Today’s roadways are designed for the automobile. On many stretches, bikers and walkers finds themselves living on the edge between the curb and the cars.
“As in, if-you-suck-in-your-gut-and-pray-real-hard-you-might-make-it,” Pensacola City Councilwoman Megan Pratt described a particularly sketchy stretch. “I’m not letting my kids ride their bikes there.”
Pratt was the featured speaker last night at a meeting of Sustainable Gulf Coast, a local environmental organization. The councilwoman spoke about creating a more pedestrian and bike-friendly city via the incorporation of Complete Streets concepts.
“It’s basically the idea that our streets should be built for all uses,” Pratt explained the Complete Streets notion.
The city council recently passed a resolution to employ Complete Street practices—bike lanes, sidewalks, etc.—whenever possible and feasible. It also formed a Complete Streets Ad Hoc Committee, on which Pratt sits.
“We’re just getting our sea legs,” she said of the newly formed committee.
The councilwoman told the group gathered at the Bayview Park senior center that the city would be looking to try Complete Streets methods on roadways that were scheduled for work, and where the highest benefit could be found for the lowest cost. One idea she offered up was painting “sharrows” on some streets, which would alert drivers that bikes travel in a portion of the outside lane.
“The thing is, you can be there anyway,” said one man in the audience, noting that bikers are allowed to travel in the lane nearest the curb.

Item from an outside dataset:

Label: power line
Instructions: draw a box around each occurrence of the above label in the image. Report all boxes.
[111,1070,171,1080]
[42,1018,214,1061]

“Sometimes, though, the cars need some help,” Pratt said, having earlier explained that creating a bike-friendly community would also require a societal shift in mentality—“how are we as a city going to say ‘we embrace pedestrians and bikes?’”
In addition to attributing to healthier lifestyles and a better environment—less traffic, less pollution—the councilwoman said that facilitating a more bikeable, walkable city would also be socially positive.
“When you bike or walk by somebody you say ‘hi,’” Pratt said.
Prior to returning to Pensacola, Pratt lived in Boston, where she attained a Ph.D. in neurobiology from Harvard. She credited her time in that pedestrian-friendly city with exposing her to the possibilities beyond the automobile.
“Living in Boston got my eyes open to the way the world should be,” she laughed. “I didn’t own a car until I moved back here when I was 29.”
The councilwoman told the Sustainable Gulf Coast group that a more Complete Streets-oriented community—which also incorporates public transit, although the city is not focusing on that aspect—was not a silver bullet, but a good start.
“This is not going to save the world, you guys know this,” Pratt said. “We’re not going to get hundreds of bicyclists on the road all the time because we put a couple of ‘sharrows’ on the road. But it’s a way to get the dialogue started.”
The next Sustainable Gulf Coast event is scheduled for this Saturday. Christian Wagley will lead participants on a walking tour—entitled Our Changing Climate: A Walking Tour of Downtown Pensacola—on which they will explore creative and cost-effective ways the community can adapt to the climate change.